1. Clone the project:
```bash
git clone https://github.com/Huanshere/VideoLingo.git
cd VideoLingo
```
2. Create and activate virtual environment (**must be python=3.10.0**):
```bash
conda create -n videolingo python=3.10.0 -y
conda activate videolingo
```
3. Run installation script:
```bash
python install.py
```
4. 🎉 Launch Streamlit app:
```bash
streamlit run st.py
```
5. Set key in sidebar of popup webpage and start using~

6. (Optional) More settings can be manually modified in `config.yaml`, watch command line output during operation. To use custom terms, add them to `custom_terms.xlsx` before processing, e.g. `Baguette | French bread | Not just any bread!`.
> Need help?
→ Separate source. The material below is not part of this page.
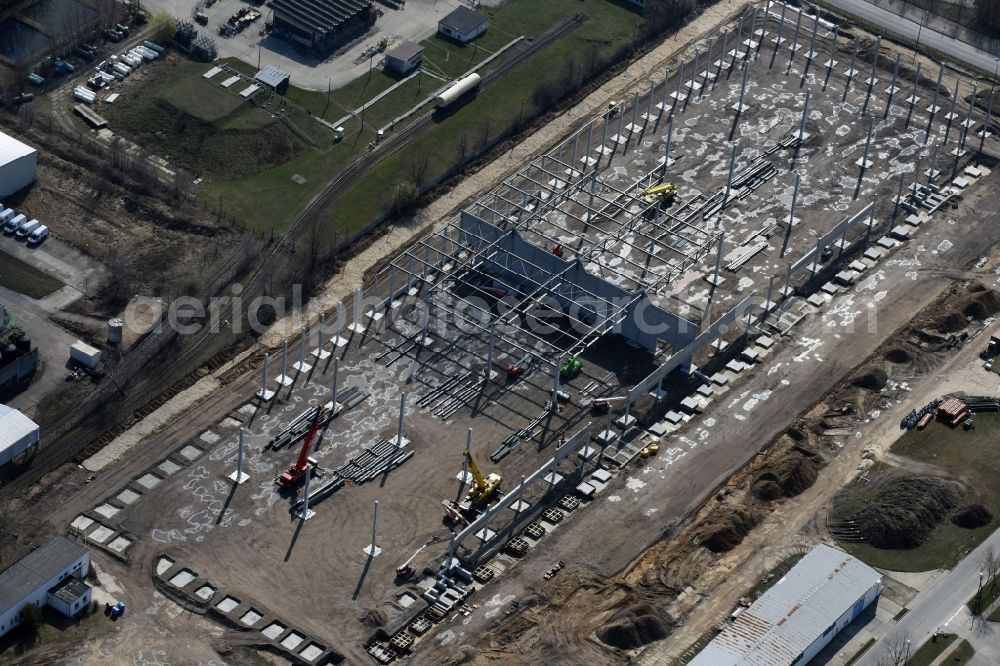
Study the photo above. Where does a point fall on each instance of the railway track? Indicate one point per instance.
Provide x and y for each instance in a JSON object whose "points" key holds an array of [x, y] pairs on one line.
{"points": [[85, 438]]}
Our [AI Assistant](https://share.fastgpt.in/chat/share?shareId=066w11n3r9aq6879r4z0v9rh) is here to guide you through any issues!
## 🏭 Batch Mode (beta)
Document: [English](/batch/README.md) | [Chinese](/batch/README.zh.md)
Note: This section is still in early development and may have limited functionality
## 🚨 Common Errors
1. **'All array must be of the same length' or 'Key Error' during translation**:
- Reason 1: Weaker models have poor JSON format compliance causing response parsing errors.
- Reason 2: LLM may refuse to translate sensitive content.
Solution: Check `response` and `msg` fields in `output/gpt_log/error.json`, delete the `output/gpt_log` folder and retry.
2. **'Retry Failed', 'SSL', 'Connection', 'Timeout'**: Usually network issues. Solution: Users in mainland China please switch network nodes and retry.
3. **local_files_only=True**: Model download failure due to network issues, need to verify network can ping `huggingface.co`.